Quad-cistronic 2A constructs: example of application in cellular reprogramming. (A) Quad-cistronic constructs using different orders of 2As (PTE2A, TPE2A, and 3P2A) for the expression of Mef2c (M), Gata4 (G), Tbx5 (T) and Tdtomato (Td). A total of 12 constructs were built with Td rotating from position 1 to 4. (B) Flow cytometry quantification of the percentage of Td+ cells (red triangle) and dMFI of Td (purple diamond) in various cell types transduced (except transfection in 293T) with retroviruses (pMXs) encoding the different 2A constructs. dMFI of Td was normalized to that in the PTE2A-TdMGT construct.

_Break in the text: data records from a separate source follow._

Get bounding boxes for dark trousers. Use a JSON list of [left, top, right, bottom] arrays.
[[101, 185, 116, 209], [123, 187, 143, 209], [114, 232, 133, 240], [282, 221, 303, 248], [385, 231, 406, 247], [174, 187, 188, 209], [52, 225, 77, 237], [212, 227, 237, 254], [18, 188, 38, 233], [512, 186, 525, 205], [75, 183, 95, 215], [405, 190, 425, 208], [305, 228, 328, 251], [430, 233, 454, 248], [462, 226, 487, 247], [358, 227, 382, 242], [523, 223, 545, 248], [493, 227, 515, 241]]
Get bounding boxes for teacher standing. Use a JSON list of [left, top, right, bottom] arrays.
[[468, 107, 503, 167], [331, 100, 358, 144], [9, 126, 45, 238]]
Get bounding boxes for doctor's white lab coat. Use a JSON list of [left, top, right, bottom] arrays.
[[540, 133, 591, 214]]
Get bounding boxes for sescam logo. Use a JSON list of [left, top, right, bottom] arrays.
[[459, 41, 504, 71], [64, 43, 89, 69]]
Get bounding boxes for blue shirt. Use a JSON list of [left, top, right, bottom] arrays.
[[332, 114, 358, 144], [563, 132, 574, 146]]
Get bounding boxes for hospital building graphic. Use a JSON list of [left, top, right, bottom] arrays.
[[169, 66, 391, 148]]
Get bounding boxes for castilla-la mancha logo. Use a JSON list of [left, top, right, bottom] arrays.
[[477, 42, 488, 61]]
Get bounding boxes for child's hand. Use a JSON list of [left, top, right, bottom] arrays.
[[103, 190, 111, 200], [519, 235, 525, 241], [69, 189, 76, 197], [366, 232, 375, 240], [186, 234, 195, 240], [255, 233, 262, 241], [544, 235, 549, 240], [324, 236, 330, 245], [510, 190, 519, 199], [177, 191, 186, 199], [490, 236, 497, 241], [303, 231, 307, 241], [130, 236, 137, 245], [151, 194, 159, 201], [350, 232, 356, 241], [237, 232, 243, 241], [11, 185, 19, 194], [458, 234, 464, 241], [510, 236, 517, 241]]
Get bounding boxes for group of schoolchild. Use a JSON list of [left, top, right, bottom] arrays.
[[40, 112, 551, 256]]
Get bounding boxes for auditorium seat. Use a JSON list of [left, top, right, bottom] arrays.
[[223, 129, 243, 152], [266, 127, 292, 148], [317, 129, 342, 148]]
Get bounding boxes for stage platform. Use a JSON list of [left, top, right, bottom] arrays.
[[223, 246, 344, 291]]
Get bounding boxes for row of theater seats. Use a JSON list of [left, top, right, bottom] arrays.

Cells were collected on day 3 post-transduction or 48 hr post-transfection (293T). (C) Western blots for M, G, T expression in PTE2A and TPE2A constructs. Right panel: quantification after normalization to the β-actin loading control. (D) Positional effects on protein expression in quad-cistronic constructs calculated based on (C). (E–G) Td expression and reprogramming with different 2A constructs in MEF-T on day 3 post-transduction. (E) Representative live fluorescent images of Td and the reprogramming reporter αMHC-GFP. All taken at 20X. Scale bar = 200 µm. (F) Flow cytometry quantification of Td and GFP single- and double-positive cells. (G) GFP dMFI in αMHC-GFP+ cells (blue bar) and the product of the percentage of αMHC-GFP+ cells and dMFI-GFP (green bar). dMFI of GFP was normalized to that of the TPE2A-MGTTd construct. Mean ± SD of triplicate experiments were shown in (B,D,E).